В дни затишья на путине, когда только что прошла горбуша, приехал ненадолго в Уську Александр Федорович Мулинка. И весь день он провел у Сидоровых. Жизненный путь этого ороча примечателен. После семилетки он, по совету Николая Павловича, уехал во Владивосток, в мореходное училище и, успешно окончив его, совершил кругосветное плавание. Своими глазами Александр Мулинка увидел огромный чужой мир и, наблюдая порядки в том чужом мире, мысленно повторял слова своего любимого поэта: «Читайте, завидуйте, я — гражданин Советского Союза!»
Он видел, как английские джентльмены, надвинув на глаза широкополые, белые шляпы, подгоняли стеками сожженных солнцем индийских рикш. Он видел в Сингапуре грузчиков, которые, сгибаясь под тяжестью, бегали то вверх, то вниз по шатким сходням.

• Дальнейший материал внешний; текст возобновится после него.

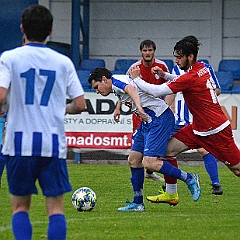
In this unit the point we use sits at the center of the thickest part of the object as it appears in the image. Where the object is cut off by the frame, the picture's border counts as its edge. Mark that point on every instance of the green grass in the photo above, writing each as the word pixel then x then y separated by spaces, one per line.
pixel 212 217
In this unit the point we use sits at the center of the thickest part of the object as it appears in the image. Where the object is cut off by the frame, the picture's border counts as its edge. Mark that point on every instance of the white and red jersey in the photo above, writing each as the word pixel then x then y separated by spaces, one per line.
pixel 149 77
pixel 197 88
pixel 146 73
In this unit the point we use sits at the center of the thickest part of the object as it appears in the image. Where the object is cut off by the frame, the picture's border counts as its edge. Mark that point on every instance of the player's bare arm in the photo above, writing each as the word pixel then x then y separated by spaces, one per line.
pixel 133 94
pixel 116 115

Когда им взваливали на лечи огромные кипы хлопка или мешки с рисом, то на шее у них вздувались синие вены, которые, казалось Мулинке, вот-вот лопнут. Александр Федорович не раз вспоминал, как на Эгершельде во Владивостоке огромные портальные краны быстро разгружали пароходы, и никак не мог понять, почему в Сингапуре такие же краны бездействуют, а люди, надрываясь, разгружают глубокие трюмы океанских судов вручную. А когда понял, почему это так происходит, то испытал смешанное чувство жалости и возмущения: жалости к грузчикам и возмущения теми, кто остановил краны. Он видел голодных детей, сидящих на тротуарах и просящих милостыню. Он видел безработных, спящих под дождем в парках Лондона и Ливерпуля. Он видел пьяных американских солдат, которые разбивали зеркальные витрины магазинов в Гонконге. Наконец, он видел демонстрации рабочих, идущих под красными флагами сквозь тесные полицейские кордоны. Если рассказать все, что видел этот скромный, тихий юноша со спокойным, немного суровым лицом и с глазами, вобравшими в себя целый мир, потребуется много времени.
Перед самой войной в Архангельске Мулинка был мобилизован в армию и, попав на Ленинградский фронт, отличился в боях как меткий снайпер. И, когда наступил светлый день победы, он вернулся на родной берег Тумнина, чтобы жить и трудиться со своим народом.